The match is not over yet.
Q. 6-Love is quite an astonishing score for the first set.
MARIA SHARAPOVA: Yeah. But who cares what the first set is. It's a matter of who wins the match, right?
Q. What do you remember of the Wimbledon semifinal?
MARIA SHARAPOVA: Against Lindsay?
Q. In '04, yeah.
MARIA SHARAPOVA: Oh, I was down a set and a break and I was back in the locker room. I was actually so sore that I had three people working
on my body in that layover. I was reading Hello magazine, and I was actually telling my manager to book my flights, because I didn't feel
like I had a chance whatsoever against her.
You know, she was just -- I felt like she was blowing me off the court with her pace and power, and at that point I couldn't keep up with it.
And then, hey, look what happens, right? (laughter.) You see?

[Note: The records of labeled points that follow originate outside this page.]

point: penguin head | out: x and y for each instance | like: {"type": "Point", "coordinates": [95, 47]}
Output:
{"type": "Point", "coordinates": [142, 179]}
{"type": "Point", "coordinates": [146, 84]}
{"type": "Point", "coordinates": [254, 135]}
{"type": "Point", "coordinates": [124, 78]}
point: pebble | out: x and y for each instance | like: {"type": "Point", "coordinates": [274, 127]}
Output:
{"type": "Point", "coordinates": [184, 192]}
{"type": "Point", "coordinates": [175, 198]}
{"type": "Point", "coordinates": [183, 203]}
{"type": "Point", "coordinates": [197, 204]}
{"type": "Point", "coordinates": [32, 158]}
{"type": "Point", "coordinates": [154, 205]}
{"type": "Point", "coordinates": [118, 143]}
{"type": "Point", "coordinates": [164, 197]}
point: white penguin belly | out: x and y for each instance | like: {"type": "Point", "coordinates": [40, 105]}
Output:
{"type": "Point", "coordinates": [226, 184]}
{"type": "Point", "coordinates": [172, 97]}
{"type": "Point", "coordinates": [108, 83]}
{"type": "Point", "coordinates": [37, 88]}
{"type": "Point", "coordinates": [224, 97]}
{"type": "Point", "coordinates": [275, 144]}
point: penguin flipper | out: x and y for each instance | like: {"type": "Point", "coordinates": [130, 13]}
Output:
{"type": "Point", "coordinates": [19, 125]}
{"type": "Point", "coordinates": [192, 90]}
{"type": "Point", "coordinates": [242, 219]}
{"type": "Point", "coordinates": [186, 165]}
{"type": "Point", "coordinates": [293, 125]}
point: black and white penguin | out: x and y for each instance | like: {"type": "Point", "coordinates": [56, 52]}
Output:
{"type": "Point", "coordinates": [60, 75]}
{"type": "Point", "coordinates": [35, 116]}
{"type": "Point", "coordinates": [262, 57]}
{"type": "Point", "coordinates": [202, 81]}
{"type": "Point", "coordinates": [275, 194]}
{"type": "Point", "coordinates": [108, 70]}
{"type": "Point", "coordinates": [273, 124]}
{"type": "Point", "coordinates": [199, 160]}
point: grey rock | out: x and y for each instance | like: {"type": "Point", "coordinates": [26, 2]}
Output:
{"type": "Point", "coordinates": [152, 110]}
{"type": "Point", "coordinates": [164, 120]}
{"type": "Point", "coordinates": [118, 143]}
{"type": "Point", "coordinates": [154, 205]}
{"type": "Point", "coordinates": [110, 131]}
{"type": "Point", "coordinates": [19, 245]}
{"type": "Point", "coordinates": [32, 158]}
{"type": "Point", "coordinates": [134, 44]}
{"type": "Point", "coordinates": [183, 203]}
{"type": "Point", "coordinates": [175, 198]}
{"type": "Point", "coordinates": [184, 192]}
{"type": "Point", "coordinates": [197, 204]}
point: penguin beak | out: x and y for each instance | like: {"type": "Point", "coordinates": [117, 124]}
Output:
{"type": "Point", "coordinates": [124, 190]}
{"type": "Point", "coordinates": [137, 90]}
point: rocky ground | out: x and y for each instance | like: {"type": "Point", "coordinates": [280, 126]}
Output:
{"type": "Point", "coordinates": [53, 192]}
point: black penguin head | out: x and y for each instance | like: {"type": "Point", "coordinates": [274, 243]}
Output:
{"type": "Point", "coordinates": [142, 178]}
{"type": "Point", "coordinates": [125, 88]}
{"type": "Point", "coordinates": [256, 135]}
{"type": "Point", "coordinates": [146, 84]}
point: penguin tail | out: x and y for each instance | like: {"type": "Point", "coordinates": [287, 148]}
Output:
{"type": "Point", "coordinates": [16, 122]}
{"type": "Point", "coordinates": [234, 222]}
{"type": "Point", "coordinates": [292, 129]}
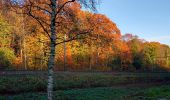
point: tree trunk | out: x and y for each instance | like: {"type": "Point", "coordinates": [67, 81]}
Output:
{"type": "Point", "coordinates": [52, 51]}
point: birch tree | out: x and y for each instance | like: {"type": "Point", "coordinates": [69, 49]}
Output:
{"type": "Point", "coordinates": [50, 14]}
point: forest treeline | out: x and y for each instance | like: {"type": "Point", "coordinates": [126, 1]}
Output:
{"type": "Point", "coordinates": [25, 46]}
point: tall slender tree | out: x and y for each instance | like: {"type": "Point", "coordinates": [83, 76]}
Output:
{"type": "Point", "coordinates": [50, 14]}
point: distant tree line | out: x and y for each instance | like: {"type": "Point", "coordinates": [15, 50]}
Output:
{"type": "Point", "coordinates": [25, 46]}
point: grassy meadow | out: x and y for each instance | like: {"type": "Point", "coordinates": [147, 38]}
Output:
{"type": "Point", "coordinates": [88, 86]}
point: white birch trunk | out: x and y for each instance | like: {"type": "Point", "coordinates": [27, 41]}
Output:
{"type": "Point", "coordinates": [52, 51]}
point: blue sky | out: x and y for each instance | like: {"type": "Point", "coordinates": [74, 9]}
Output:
{"type": "Point", "coordinates": [149, 19]}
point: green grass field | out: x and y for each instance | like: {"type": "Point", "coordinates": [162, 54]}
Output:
{"type": "Point", "coordinates": [88, 86]}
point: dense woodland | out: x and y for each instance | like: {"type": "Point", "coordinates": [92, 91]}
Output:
{"type": "Point", "coordinates": [101, 46]}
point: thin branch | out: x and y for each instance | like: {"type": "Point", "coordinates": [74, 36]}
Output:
{"type": "Point", "coordinates": [73, 38]}
{"type": "Point", "coordinates": [63, 6]}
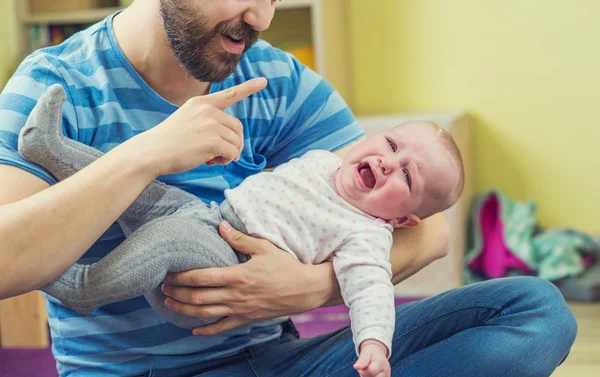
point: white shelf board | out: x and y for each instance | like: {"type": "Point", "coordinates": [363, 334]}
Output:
{"type": "Point", "coordinates": [69, 17]}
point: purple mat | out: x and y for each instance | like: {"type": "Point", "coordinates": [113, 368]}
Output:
{"type": "Point", "coordinates": [40, 363]}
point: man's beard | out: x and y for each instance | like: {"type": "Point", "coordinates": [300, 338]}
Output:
{"type": "Point", "coordinates": [197, 47]}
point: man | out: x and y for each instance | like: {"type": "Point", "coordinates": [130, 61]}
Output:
{"type": "Point", "coordinates": [155, 88]}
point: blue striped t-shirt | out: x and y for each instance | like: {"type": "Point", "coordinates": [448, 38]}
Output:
{"type": "Point", "coordinates": [108, 103]}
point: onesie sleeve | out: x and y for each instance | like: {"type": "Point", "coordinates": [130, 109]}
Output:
{"type": "Point", "coordinates": [364, 273]}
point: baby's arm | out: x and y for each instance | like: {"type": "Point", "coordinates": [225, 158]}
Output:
{"type": "Point", "coordinates": [372, 360]}
{"type": "Point", "coordinates": [364, 274]}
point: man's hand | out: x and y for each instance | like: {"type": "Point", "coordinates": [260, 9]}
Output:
{"type": "Point", "coordinates": [372, 361]}
{"type": "Point", "coordinates": [198, 132]}
{"type": "Point", "coordinates": [271, 284]}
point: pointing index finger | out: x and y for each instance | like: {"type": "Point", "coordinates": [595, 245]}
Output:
{"type": "Point", "coordinates": [228, 97]}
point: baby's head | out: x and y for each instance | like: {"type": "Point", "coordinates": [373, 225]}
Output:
{"type": "Point", "coordinates": [404, 175]}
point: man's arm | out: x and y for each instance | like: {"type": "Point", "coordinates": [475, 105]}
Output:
{"type": "Point", "coordinates": [274, 284]}
{"type": "Point", "coordinates": [44, 230]}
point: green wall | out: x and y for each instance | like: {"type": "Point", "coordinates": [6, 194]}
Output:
{"type": "Point", "coordinates": [8, 48]}
{"type": "Point", "coordinates": [526, 70]}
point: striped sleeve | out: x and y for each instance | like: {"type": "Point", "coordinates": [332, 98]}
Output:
{"type": "Point", "coordinates": [17, 100]}
{"type": "Point", "coordinates": [316, 117]}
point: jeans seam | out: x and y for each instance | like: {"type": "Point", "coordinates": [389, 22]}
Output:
{"type": "Point", "coordinates": [252, 367]}
{"type": "Point", "coordinates": [488, 306]}
{"type": "Point", "coordinates": [408, 360]}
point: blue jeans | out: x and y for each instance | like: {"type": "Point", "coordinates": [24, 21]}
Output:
{"type": "Point", "coordinates": [512, 327]}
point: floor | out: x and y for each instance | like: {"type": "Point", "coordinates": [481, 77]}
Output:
{"type": "Point", "coordinates": [584, 360]}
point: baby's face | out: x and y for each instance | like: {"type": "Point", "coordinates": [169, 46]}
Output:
{"type": "Point", "coordinates": [391, 175]}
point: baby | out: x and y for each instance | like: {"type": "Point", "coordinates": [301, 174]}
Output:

Q. Apart from hitting the ball well, there seems to be a confidence that maybe wasn't always there last year. In this off-season, did you do
any sort of sports psychology or performance training?
MARIA SHARAPOVA: No, no. No, definitely not. No, I think it was just -- I think when you go out on the practice court and you go out into your
matches and you stop worrying about a part of your body that's injured or thinking about that it's going to get worse and you just play tennis
out there, it's just a lot easier. It is.
It's -- you know, injuries are just -- you forget how, you know, how fortunate and lucky you are when you don't have any serious injuries.
Q. Roger said last night that if a player hasn't had much experience in big games they might blink a little bit in important moments. You
touched on that a little bit after the game. How much can you use that experience with whoever your opponent is?
MARIA SHARAPOVA: I mean, experience is a huge -- I mean, when you have experience behind your back it's a huge advantage.
You know, I'm actually fortunate. Even though I had a tough year last year, you still learn and gain so much from bad experiences, as well.
I've been in numerous semifinal Grand Slams, and a few finals.
Going into a final against whoever it is, you hope -- even if you're not, even if I'm playing someone that's 26 years old or 27 that has much
more experience behind their back, you hope that the experience that you have and the thrill to be out there will help you get through.